【序章】 - 二話





 生徒会と風紀委員会は、代々、険悪な仲だ。
 それはこの、天隆学園が、生徒の自主性を重んじるという風潮に、起因している。
 生徒会と風紀委員会に、権力が集中しているのだ。

 その辺の教職員よりも、ずっと膨大な権力を持っている。
 これは家柄も理由の一つである。
 日本屈指の名家の子息が集まっているから、迂闊な一言で首が簡単に飛ぶ。
 それもあって、生徒間の自治能力に全てを教職員は任せているのだろう。

 この学園にあって、庶民は明確に、下だ。
 ――それが。
 高等部から外部入学してきた、あの忌々しい風紀委員長には、少し当てはまらない。

 天隆学園で最高権力保持者といえる俺に、堂々と意見をしてくるのだ。
 そして奴には、その実力がある。
 卒業してしまえば、どうという事も無く、もう関わりも消えるのだろう相手。
 だが、現在紫峰は、俺と同等の権力を手にしているに等しい。
 庶民といえど、風紀委員長に指名された以上、それはこの学園では絶対だ。




 ……と、ここまでが、いかにも『俺様生徒会長』が考えていそうな、即ち俺が考えていそうな事柄だろう。

 実際の俺は、別段、庶民だからだとか、旧華族だからだとか、そういった部分を気にしたりはしない。

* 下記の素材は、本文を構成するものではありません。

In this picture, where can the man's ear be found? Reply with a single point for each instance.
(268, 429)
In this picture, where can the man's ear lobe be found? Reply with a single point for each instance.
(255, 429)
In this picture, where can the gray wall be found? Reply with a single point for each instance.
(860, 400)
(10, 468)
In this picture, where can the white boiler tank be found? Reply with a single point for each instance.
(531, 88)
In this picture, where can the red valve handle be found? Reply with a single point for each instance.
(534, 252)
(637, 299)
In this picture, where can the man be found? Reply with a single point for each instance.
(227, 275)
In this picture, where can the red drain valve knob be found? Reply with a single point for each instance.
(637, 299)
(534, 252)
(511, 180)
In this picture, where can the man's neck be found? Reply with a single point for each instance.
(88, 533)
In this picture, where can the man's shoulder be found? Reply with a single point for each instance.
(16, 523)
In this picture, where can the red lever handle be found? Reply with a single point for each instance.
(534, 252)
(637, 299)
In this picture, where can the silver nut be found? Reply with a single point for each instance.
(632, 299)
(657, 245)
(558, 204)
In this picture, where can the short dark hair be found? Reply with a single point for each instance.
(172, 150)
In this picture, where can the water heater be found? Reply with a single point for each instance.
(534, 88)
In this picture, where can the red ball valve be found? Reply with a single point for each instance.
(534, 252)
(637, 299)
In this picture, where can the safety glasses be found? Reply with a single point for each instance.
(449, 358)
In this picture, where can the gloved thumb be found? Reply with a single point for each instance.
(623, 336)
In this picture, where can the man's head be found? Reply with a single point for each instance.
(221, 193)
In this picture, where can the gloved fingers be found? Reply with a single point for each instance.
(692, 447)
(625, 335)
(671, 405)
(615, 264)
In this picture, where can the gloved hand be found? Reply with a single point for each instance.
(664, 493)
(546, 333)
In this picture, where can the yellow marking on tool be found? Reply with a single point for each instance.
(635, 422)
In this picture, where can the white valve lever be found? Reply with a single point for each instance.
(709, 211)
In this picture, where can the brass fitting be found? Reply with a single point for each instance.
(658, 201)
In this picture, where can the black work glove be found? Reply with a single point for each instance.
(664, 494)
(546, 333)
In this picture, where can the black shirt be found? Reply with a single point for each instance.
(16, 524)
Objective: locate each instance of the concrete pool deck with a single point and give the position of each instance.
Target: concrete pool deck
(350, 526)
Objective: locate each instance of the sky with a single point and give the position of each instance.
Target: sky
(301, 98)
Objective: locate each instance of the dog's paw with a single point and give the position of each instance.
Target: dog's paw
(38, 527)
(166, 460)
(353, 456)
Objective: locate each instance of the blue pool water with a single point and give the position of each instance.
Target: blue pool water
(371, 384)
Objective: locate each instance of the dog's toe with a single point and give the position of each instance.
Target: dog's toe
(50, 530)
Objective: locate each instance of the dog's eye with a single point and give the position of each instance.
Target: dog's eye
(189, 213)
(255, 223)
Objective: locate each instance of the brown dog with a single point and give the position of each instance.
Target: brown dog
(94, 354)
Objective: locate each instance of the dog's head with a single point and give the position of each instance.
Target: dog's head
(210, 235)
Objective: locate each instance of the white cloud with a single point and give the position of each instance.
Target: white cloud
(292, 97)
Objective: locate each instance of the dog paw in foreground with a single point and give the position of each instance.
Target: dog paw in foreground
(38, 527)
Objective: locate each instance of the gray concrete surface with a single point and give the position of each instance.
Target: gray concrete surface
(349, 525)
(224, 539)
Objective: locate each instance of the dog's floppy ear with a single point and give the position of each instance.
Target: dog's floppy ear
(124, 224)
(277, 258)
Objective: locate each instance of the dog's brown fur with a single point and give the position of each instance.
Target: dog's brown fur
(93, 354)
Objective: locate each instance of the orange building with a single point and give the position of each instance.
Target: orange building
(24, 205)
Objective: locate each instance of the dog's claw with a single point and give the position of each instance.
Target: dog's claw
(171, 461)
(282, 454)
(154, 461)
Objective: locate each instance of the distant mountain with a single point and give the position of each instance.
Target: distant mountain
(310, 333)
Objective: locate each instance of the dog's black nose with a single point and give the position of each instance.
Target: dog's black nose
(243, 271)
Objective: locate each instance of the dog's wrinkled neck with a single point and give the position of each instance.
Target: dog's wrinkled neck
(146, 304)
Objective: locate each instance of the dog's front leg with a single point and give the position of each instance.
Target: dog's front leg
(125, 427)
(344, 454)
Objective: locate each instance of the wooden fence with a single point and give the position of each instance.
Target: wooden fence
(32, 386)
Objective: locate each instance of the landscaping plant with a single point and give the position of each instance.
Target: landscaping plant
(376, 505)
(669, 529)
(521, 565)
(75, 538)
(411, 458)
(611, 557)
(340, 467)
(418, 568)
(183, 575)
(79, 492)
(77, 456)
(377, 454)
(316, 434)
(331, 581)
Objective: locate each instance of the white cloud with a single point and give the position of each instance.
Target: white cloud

 ただ、俺は負けず嫌いであるから、実力ある紫峰に、負けたくない。
 それだけだ。

 俺は昔から度々、『俺様だなぁ』と言われて生きてきた。
 果たしてそうなんだろうか?
 自分では分からない。
 ただ、自分にも厳しく、そして他人にも比較的厳しいだけだろう。

「時野は、どうですか?」
「もうすぐ終わる」

 俺の言葉に、チョコレート色の髪を揺らすと、奏が穏やかに微笑した。